Theresa May’s great political skill, the driving force behind her career, has been the ability to keep her head down. The virtue of ducking out of the firing line is an important one in British politics. When promotion often comes through dead man’s shoes there is a delicate art to making sure others get hit by the flak, of walking through the food fight and coming out only mildly custard-stained. When the other leading figures in your party destroy themselves, and/or each other in ever more convoluted ways it can even get you all the way to being Prime Minister.
Which is where she is, holding a far more important, prestigious, and difficult job than this humble writer will ever hold (tread softly on my dreams commenters, especially regarding my commas), while facing down the traditional bane of Conservative leaders, infighting over Europe.
May’s recent victory (there’s an unusual start to a sentence) has confirmed her as the least unpopular of the possible options. Which, given the possible alternatives, is an achievement that ranks somewhere alongside being acclaimed as the party’s favourite STI (decide for yourselves which one matches each candidate).
It also means she can’t be challenged for a full year, which now seems an unimaginably long period at a time when new disasters come along so often that click-hunting headline writers have to find ways to communicate that this story is actually about a new shambolic crisis and not the one you read about half an hour ago.
The price for this was a promise not to lead the party into the next general election, which really is up there with a turkey making new year’s resolutions. In the event of a snap election they’re hardly going to hold a leadership election (and there isn’t exactly an obvious, consensus, successor) and I don’t think many were expecting her to make it to a hypothetical 2022 election.
So having survived the internal rebellion (and I’m sure the ERG will now fall in line as model supporters) she simply has to retain the official confidence of Parliament with a Brexit vote due in January. Nicola Sturgeon, Vince Cable, et al have started a fun Christmas twitter game of baiting Jeremy Corbyn about calling a vote of no confidence (while avoiding the suggestion they could do it themselves and dare Corbyn not to fall in line).
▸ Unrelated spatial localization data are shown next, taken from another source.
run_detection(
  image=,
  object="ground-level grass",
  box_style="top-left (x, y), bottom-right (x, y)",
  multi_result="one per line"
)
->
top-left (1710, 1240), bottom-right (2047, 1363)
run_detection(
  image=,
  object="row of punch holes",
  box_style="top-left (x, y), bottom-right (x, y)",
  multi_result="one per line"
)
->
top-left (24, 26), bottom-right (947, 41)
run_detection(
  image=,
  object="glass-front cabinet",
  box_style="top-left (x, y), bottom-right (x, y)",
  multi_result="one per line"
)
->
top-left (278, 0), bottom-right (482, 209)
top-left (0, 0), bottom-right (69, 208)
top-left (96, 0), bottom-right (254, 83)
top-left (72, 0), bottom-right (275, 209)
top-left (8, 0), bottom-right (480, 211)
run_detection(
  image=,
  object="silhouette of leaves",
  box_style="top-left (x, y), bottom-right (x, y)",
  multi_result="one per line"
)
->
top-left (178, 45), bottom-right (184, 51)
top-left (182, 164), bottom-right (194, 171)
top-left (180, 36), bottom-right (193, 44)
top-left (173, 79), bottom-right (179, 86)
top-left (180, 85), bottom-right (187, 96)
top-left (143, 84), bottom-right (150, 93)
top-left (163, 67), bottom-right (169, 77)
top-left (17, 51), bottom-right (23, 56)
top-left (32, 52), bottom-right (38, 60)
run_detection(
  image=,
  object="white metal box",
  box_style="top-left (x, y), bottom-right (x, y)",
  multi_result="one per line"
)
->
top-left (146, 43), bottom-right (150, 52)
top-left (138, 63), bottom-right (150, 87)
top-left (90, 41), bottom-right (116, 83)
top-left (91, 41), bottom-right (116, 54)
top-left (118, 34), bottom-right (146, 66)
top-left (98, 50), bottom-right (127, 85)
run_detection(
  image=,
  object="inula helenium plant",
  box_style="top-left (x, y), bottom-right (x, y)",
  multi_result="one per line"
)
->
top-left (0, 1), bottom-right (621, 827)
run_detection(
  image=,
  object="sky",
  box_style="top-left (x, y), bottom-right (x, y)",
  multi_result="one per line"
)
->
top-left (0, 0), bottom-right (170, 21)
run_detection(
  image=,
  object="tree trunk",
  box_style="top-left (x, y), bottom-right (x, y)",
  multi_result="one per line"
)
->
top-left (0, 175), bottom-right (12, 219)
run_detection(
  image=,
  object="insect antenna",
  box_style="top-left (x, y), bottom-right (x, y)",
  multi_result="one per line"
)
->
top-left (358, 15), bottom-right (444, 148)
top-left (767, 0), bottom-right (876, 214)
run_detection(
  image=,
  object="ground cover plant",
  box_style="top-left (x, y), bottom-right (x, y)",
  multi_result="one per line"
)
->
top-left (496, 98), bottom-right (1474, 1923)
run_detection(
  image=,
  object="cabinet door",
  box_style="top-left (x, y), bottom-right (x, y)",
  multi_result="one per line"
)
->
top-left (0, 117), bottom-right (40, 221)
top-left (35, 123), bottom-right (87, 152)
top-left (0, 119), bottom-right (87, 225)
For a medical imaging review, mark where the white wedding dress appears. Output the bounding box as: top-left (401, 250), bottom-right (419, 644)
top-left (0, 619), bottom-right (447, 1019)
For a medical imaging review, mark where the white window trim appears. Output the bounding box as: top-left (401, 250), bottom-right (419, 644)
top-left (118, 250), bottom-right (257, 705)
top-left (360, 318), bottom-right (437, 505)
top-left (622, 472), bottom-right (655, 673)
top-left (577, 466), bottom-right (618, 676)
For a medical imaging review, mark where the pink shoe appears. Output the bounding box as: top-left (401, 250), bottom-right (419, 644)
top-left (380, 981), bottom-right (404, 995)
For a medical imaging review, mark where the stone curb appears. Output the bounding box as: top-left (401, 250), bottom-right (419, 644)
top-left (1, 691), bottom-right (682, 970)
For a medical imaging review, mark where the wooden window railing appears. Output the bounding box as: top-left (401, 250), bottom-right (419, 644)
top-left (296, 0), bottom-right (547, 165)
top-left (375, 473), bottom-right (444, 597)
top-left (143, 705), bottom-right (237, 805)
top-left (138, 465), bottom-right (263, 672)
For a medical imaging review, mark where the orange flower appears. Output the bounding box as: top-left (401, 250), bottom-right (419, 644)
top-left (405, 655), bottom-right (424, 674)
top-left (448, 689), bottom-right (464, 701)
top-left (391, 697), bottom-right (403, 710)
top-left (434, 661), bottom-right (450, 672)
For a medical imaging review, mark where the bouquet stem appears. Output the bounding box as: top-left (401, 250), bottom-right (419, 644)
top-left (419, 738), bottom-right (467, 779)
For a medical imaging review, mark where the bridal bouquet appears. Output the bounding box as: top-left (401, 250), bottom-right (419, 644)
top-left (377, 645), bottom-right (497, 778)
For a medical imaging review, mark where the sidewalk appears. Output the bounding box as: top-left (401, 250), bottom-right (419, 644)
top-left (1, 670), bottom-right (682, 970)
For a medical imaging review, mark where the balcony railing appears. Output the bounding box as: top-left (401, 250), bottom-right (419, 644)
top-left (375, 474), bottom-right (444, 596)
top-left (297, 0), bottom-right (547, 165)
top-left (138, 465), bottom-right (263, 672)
Corbyn has been very reluctant to do so, probably because he is worried that he doesn’t have the votes and his failure would only strengthen May. The idea that Corbyn would be happier to see May push through a Brexit deal and take the associated blame rather than have to deal with the same policy and party problems himself is of course baseless speculation that I almost totally believe.
Which leads to my advice to Theresa May. Do what your opponent wants least, force a vote of confidence now. Dare the ERG to bring a Tory government down, let the DUP stare at Corbyn and decide if they’d really prefer him as Prime Minister. This is the closest to riding high you’re going to get so use the opportunity. If you wait for one of your opponents then it will be called at one of the many weak moments to come, stretching your premiership only makes its end more certainly soon.
Break the habit of a political lifetime and force the battle on your terms, you might just win.
P.S. If you lose and push the problems of pushing through Brexit into Corbyn’s lap it’s probably the best thing you can do for the long term prospects of the Conservative party. Might even help your legacy.